Есть на корабле бак, где может стоять какое-нибудь легендарное орудие, а есть – ют, с лагунами.

Там и помойное ведро имеется, куда охнарик, после того как на него с оттяжкой плюнул, можно с легким сердцем поместить, проследив только, чтоб не промахнуться.

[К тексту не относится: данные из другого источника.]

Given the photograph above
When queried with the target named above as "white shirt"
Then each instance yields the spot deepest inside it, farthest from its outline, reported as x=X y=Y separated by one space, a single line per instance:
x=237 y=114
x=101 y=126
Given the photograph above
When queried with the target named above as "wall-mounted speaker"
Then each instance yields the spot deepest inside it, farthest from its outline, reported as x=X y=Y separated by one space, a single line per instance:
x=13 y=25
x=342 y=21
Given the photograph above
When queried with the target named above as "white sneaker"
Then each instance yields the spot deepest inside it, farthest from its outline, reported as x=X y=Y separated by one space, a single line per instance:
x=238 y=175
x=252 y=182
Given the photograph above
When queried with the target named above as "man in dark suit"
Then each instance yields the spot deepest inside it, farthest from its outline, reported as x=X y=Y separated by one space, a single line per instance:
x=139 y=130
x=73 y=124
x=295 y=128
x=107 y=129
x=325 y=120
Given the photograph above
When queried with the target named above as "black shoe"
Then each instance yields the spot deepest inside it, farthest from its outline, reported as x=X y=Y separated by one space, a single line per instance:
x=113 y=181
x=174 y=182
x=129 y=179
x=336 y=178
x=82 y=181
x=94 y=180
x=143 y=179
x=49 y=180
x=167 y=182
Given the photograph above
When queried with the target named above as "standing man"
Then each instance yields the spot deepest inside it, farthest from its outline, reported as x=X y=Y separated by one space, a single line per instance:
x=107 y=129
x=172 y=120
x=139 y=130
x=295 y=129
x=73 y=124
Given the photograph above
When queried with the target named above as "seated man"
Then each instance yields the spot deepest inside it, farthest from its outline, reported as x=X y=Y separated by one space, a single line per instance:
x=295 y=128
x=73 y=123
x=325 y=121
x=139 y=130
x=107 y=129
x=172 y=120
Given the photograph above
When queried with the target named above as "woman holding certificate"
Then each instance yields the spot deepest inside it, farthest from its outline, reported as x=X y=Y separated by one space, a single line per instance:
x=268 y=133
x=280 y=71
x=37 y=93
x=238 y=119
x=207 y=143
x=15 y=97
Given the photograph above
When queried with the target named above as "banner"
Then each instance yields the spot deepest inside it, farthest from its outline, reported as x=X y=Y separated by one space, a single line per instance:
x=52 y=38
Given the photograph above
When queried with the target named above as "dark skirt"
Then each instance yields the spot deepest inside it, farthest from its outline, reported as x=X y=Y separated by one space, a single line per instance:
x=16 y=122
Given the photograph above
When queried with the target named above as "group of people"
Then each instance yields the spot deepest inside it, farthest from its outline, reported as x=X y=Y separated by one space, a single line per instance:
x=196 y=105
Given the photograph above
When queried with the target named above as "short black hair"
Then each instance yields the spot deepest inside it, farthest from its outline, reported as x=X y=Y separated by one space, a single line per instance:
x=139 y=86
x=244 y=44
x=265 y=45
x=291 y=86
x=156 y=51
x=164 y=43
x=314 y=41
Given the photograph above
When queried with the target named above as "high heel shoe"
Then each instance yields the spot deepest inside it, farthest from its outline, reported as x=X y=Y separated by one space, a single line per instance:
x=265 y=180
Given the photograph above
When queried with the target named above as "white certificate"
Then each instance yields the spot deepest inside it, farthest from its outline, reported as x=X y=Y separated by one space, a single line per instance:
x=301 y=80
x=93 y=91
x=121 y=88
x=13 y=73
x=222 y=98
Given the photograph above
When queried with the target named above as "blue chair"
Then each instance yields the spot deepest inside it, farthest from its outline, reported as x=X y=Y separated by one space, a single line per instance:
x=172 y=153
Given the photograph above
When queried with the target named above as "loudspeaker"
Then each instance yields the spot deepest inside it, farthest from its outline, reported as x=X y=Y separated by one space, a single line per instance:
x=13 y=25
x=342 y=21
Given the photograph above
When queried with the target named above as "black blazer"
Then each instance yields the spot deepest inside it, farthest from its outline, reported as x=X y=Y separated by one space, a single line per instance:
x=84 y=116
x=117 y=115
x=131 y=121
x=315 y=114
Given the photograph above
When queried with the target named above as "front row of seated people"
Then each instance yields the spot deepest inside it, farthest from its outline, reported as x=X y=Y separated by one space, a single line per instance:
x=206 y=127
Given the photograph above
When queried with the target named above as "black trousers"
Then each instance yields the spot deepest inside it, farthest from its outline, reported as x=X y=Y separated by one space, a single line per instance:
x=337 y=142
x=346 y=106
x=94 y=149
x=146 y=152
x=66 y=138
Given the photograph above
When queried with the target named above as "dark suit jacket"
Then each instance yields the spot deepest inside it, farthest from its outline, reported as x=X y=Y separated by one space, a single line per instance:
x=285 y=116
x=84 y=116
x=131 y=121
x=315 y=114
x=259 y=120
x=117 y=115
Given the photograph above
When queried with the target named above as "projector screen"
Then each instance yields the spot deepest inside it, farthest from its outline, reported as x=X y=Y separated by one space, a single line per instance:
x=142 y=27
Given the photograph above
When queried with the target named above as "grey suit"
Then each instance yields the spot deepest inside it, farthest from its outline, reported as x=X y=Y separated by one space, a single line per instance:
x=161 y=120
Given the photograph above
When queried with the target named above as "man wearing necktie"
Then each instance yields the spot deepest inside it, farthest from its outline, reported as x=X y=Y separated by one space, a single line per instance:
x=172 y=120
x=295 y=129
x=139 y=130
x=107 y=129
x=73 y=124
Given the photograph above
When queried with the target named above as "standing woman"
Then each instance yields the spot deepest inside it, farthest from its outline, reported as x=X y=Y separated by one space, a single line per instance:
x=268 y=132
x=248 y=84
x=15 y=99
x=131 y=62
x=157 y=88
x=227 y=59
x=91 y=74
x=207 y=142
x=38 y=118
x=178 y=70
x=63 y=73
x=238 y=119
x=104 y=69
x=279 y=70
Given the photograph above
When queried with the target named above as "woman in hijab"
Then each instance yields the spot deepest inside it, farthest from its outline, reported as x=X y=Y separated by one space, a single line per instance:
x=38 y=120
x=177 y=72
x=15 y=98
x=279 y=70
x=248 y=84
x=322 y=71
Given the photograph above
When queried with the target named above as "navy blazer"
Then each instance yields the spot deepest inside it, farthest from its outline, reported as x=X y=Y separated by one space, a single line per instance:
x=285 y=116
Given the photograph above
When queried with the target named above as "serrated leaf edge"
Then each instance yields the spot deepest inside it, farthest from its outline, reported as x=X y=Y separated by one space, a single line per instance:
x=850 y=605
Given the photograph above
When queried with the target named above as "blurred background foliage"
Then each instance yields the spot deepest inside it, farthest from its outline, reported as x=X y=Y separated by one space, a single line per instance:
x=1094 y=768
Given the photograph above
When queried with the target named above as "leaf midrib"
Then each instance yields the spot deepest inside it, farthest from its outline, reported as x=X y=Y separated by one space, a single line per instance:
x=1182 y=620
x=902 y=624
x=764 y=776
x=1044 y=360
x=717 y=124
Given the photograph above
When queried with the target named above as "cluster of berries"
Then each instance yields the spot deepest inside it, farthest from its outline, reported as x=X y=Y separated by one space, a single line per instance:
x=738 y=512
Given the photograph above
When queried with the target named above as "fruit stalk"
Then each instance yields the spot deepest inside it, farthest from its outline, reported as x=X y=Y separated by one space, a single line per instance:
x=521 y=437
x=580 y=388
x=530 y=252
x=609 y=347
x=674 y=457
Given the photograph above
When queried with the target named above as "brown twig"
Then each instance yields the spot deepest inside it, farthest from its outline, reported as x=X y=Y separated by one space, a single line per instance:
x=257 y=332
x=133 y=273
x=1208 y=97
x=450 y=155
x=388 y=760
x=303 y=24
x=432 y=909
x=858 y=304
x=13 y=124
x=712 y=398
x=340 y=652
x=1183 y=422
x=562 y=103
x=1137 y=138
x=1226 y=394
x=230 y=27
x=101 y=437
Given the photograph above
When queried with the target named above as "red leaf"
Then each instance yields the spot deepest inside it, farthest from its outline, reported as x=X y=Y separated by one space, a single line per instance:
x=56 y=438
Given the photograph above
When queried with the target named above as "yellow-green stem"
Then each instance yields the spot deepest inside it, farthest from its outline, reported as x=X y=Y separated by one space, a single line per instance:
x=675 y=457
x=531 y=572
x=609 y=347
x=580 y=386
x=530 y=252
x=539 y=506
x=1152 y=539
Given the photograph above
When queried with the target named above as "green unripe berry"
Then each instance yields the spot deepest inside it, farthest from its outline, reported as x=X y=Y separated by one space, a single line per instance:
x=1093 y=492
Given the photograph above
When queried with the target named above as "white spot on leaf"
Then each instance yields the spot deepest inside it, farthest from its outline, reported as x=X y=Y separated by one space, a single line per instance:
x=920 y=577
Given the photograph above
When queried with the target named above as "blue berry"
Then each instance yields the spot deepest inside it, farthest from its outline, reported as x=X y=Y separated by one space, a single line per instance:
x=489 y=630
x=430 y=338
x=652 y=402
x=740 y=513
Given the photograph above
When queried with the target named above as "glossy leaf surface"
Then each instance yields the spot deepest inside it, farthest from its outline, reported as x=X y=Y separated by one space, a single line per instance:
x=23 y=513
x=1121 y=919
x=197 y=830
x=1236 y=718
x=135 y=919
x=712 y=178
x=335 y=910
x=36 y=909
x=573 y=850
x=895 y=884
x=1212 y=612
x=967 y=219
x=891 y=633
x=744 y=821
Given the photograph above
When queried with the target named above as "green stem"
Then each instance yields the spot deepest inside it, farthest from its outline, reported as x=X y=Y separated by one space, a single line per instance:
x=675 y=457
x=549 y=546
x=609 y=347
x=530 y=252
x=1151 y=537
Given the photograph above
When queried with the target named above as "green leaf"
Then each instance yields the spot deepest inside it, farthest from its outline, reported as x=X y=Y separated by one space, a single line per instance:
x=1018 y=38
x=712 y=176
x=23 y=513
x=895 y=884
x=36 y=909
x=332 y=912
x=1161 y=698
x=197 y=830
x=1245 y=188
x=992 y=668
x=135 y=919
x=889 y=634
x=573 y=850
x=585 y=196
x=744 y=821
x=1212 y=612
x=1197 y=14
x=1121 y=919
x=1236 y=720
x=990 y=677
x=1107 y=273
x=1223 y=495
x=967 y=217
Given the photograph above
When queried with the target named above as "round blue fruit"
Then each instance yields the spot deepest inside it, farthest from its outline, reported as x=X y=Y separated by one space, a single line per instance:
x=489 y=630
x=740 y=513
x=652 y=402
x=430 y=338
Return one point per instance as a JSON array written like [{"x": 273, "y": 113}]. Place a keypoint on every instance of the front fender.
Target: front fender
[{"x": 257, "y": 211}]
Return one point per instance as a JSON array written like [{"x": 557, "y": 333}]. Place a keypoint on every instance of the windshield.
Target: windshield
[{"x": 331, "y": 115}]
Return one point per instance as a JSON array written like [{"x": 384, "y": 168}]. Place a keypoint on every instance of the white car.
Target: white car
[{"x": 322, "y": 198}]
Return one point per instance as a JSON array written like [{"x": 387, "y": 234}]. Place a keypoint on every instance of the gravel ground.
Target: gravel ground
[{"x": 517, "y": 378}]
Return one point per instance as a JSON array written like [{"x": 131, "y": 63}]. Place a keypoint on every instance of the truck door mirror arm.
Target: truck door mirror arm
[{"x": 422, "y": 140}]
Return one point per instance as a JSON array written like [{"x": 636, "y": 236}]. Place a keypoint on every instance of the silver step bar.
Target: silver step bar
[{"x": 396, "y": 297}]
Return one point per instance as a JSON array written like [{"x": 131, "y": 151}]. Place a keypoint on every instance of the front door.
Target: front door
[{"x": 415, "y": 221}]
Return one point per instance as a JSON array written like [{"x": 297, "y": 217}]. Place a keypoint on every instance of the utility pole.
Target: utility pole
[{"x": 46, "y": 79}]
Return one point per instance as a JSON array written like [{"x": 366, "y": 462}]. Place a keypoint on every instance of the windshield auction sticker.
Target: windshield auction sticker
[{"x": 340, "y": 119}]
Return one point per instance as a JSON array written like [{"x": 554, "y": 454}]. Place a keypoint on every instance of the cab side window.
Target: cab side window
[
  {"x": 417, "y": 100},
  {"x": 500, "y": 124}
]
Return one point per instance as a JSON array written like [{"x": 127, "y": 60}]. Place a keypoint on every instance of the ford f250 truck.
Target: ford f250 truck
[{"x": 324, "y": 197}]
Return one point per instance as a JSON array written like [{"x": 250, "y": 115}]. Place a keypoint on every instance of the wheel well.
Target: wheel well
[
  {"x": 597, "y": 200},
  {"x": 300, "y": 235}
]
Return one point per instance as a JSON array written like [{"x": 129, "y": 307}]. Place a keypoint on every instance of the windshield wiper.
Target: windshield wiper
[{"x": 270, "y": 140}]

Ты же главком, жопа с ручкой! Твой портрет, слезящийся снаружи, у нас в музее висит. Нельзя же вести себя так, что тебя после этого начинают называть «Наш дурацкий тральщик».

А про дела твои скорбные говорят: «Крейсер ворюг».

Есть же какие-то очевидные вещи.

Полные смысла.

И лицо должно сохранять следы былого благородства и с подвигами родства.

А у тебя чего? С рожей-то чего?

На тебя же без плача не взглянешь. Что это? Кто это? Вот это то, ради чего мы все… да быть того не может!

Не может наш главком быть на тебя похож. Исключено. Нет! Нет! Изыди! От этого лика не то что служить, жить не хочется.

От него сперматозоиды уже в яйцах глубоко хвосты отбрасывают и там же с горя тухнут, непрестанно смердя.

От него же на душе хмарь и мазута.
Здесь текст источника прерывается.